The IT news today is full of reports that most purchasers of Windows PCs will from now be able to upgrade their system from Windows Vista to Windows 7, for little or no money, when it becomes available in October. This – along with Windows 7’s ‘XP simulation’ mode – is indeed probably the death knell of Windows Vista. Which will probably be unlamented by many.
That was such an appalling vista that every sensible person would say, ‘It cannot be right that these actions should go any further.’
That’s not about Windows, it’s actually Lord Denning’s fatuous reasoning for dismissing the Birmingham Six’s application for leave to appeal in 1980, on the startling grounds that if they succeeded in overturning their conviction for pub bombings, it’d make it clear to everyone that there had been the most shocking and extensive fit-up. Which, of course, there had been. ‘Appalling vista’ became a bit of a buzzphrase among people campaigning for the Birmingham Six’s eventual release. The phrase has been coming to mind again recently.
It remains to be seen, though, whether the loss of traction by Microsoft with Vista – coupled with the explosion of platforms that aren’t conventional desktop PCs – is a recoverable blip like with Windows ME, or a clear turning point in the history of IT.

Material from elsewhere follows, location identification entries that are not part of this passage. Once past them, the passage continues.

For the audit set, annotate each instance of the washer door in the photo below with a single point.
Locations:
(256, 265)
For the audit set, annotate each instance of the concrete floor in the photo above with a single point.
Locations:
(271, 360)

I wouldn’t bet against Microsoft’s ability to sell software at scale – they are very good at it. Writing off a company that huge with that large a cash pile and that many smart people would be daft.
But I am sure, as I said in my Babel post, that multiple platforms are here to stay, and the times when you could assume that nearly everyone using a computer had Microsoft Windows are long gone.
(Though as people have pointed out in comments and directly to me, they never really existed anyway.)